Este é, talvez, o mito mais famoso. A origem remonta ao suposto avistamento de baratas entre os escombros de Hiroshima e Nagasaki. Mas a verdade é outra.
“Apesar de viverem em locais abrigados, como esgotos, e de suportarem mais radiação do que os humanos, não são invencíveis. No programa Mythbusters, baratas expostas a doses crescentes de radiação começaram a sucumbir”, conta Matheus.
Segundo o especialista, a fertilidade destes insectos é afectada com apenas mil repetições de radiação beta, muito aquém do necessário para resistir a uma explosão nuclear.
“Esmagar uma barata espalha ovos”
Depende. Algumas baratas são ovíparas e produzem uma ooteca, uma bolsa rígida onde se desenvolvem os ovos. Outras são ovovivíparas, com os ovos a crescerem dentro do corpo da fêmea.
“Ao esmagar uma barata, é possível que o conteúdo do abdómen seja expelido, incluindo ovos. Mas isso não significa que irão vingar”, explica Matheus.
Se for ovovivípara, os ovos provavelmente não sobrevivem. No entanto, se a ooteca estiver intacta e em ambiente propício, os filhotes podem, sim, eclodir.
“Baratas só aparecem por falta de limpeza”
A higiene é essencial, mas não é o único factor. Temperaturas elevadas e humidade favorecem a actividade das baratas. Mesmo em casas limpas, estruturas com frestas, entulho ou esgotos expostos podem atrair os insectos.

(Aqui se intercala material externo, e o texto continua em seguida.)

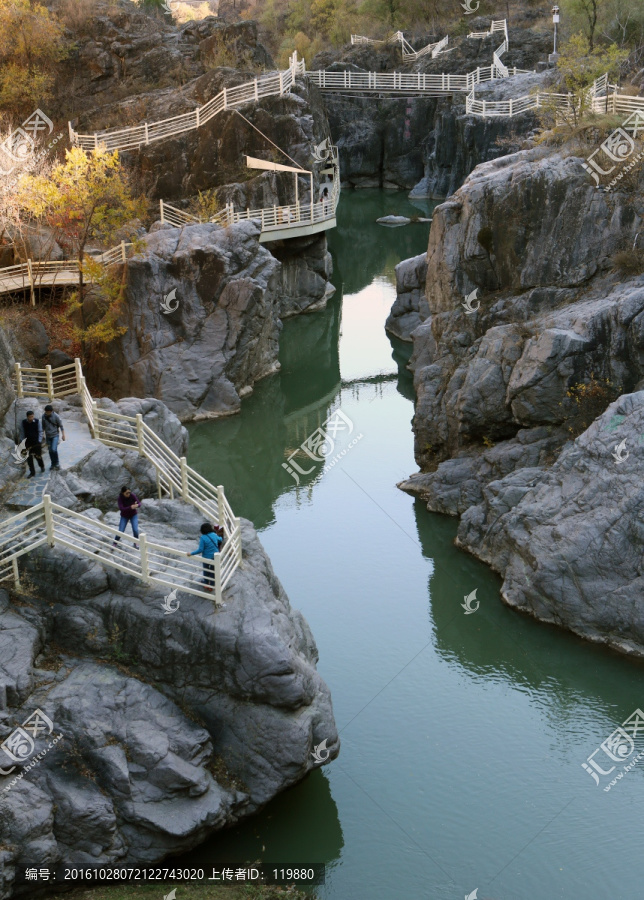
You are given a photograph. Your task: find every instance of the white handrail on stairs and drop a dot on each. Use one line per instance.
(174, 476)
(275, 84)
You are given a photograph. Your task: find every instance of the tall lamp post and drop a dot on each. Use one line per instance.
(555, 19)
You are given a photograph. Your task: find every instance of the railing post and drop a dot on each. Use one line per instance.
(238, 529)
(96, 429)
(184, 478)
(220, 504)
(16, 573)
(49, 519)
(218, 591)
(139, 434)
(79, 375)
(19, 380)
(31, 283)
(143, 548)
(50, 382)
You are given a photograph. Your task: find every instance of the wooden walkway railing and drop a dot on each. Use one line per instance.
(137, 136)
(37, 273)
(175, 478)
(272, 218)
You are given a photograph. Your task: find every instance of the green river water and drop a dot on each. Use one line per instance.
(463, 736)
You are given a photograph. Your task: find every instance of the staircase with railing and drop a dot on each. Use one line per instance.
(151, 562)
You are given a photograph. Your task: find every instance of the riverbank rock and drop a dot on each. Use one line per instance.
(556, 334)
(172, 726)
(222, 336)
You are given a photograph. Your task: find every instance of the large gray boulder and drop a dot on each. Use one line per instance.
(173, 726)
(221, 337)
(567, 539)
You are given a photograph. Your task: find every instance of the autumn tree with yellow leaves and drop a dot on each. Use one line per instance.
(86, 199)
(32, 42)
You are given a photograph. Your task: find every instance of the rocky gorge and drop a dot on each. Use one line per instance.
(505, 384)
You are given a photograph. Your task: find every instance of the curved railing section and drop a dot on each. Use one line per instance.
(311, 217)
(275, 84)
(153, 563)
(408, 52)
(39, 273)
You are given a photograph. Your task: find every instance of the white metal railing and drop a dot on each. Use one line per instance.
(37, 273)
(602, 97)
(277, 83)
(175, 477)
(272, 218)
(497, 25)
(49, 523)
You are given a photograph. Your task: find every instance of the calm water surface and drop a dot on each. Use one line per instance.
(462, 736)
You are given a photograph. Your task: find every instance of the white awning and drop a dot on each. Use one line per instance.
(253, 163)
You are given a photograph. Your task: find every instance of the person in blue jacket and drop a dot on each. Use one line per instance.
(209, 544)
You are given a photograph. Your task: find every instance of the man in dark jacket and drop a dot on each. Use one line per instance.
(52, 424)
(32, 434)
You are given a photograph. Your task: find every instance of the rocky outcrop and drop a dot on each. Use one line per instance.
(428, 145)
(567, 539)
(305, 274)
(172, 726)
(221, 337)
(410, 306)
(548, 335)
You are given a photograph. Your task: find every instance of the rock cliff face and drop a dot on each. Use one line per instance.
(223, 334)
(173, 726)
(428, 145)
(497, 388)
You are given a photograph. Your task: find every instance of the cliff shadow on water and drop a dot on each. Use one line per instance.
(360, 247)
(499, 644)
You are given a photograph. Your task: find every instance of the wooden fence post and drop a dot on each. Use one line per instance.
(184, 479)
(220, 505)
(79, 375)
(50, 382)
(139, 434)
(49, 519)
(31, 283)
(218, 591)
(19, 380)
(143, 548)
(96, 428)
(16, 573)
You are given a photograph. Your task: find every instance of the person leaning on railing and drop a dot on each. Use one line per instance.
(209, 544)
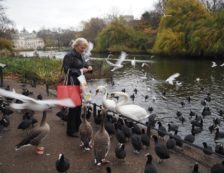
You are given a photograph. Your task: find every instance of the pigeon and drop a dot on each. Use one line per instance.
(133, 62)
(87, 52)
(213, 64)
(62, 163)
(33, 104)
(171, 79)
(118, 64)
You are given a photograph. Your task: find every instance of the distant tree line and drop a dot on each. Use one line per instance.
(174, 27)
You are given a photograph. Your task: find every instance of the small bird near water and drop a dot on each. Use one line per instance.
(62, 164)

“A ausência de limpeza é um factor agravante, mas não único. Eliminar restos de comida, lixo e entulho reduz drasticamente as probabilidades de infestação”, salienta o biólogo.

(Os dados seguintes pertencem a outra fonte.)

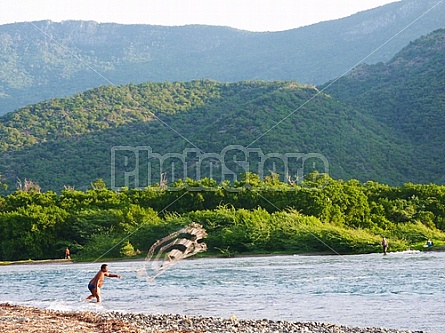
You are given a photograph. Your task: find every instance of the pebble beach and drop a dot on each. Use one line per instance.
(20, 319)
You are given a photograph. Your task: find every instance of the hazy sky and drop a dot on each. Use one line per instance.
(253, 15)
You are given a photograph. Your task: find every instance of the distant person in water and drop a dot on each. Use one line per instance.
(97, 281)
(67, 253)
(384, 246)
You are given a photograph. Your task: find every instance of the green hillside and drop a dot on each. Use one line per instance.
(43, 60)
(69, 142)
(407, 94)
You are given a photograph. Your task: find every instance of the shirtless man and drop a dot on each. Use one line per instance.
(97, 281)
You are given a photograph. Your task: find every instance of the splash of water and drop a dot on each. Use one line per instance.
(168, 251)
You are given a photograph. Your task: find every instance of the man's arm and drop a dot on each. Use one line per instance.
(113, 275)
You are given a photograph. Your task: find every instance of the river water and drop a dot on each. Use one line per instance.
(404, 290)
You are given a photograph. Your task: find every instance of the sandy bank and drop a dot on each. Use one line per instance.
(19, 319)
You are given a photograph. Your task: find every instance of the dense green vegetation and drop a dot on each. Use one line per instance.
(43, 60)
(69, 142)
(407, 94)
(252, 216)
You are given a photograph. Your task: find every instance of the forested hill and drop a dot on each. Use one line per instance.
(42, 60)
(408, 94)
(69, 141)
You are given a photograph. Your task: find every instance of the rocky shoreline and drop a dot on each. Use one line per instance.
(20, 319)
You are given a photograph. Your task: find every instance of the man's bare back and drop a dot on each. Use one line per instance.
(97, 282)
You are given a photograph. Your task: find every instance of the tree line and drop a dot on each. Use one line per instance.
(252, 215)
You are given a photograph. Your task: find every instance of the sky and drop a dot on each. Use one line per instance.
(252, 15)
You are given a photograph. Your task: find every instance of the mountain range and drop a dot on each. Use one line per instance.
(42, 60)
(382, 122)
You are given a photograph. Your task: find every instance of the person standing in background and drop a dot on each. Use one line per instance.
(67, 253)
(385, 246)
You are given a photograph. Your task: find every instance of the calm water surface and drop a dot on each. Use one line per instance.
(400, 290)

“Baratas são nojentas, mas inofensivas”
Nem tanto. A repulsa causada por estes insectos é, também, uma resposta sanitária.

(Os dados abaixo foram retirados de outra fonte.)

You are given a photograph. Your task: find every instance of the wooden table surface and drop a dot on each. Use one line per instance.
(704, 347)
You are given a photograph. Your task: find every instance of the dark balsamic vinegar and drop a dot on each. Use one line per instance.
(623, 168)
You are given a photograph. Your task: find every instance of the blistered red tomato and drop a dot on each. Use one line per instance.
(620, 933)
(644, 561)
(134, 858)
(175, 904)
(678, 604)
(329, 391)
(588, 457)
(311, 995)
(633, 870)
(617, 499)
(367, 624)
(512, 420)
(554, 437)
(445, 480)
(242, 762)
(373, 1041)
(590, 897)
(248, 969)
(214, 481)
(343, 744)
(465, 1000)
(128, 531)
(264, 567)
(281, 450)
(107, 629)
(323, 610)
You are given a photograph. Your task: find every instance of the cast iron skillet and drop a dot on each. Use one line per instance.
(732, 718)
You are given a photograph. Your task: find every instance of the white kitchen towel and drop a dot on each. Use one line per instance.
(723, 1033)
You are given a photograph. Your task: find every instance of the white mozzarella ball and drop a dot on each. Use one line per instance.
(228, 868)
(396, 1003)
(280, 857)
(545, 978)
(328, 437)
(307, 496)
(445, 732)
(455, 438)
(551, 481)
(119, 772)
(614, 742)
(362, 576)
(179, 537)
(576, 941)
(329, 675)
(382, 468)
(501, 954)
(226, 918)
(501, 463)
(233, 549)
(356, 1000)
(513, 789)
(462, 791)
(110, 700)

“Estão associadas a ambientes altamente contaminados, como esgotos e aterros. Podem transportar bactérias e agentes patogénicos”, alerta o especialista.
“Não servem para nada”
Um dos mitos mais injustos. Para além de servirem de alimento a muitos outros animais, as baratas desempenham um papel crucial na decomposição da matéria orgânica.
“Ajudam a reciclar nutrientes e são importantes no ciclo do nitrogénio, essencial à fertilidade do solo”, diz Matheus.
“Muita gente tem uma visão utilitarista da vida animal, se não serve para mim, não tem valor. Mas os animais não precisam da nossa aprovação para existirem. Simplesmente fazem parte dos seus nichos, e cumprem o seu papel na natureza”, sublinhou.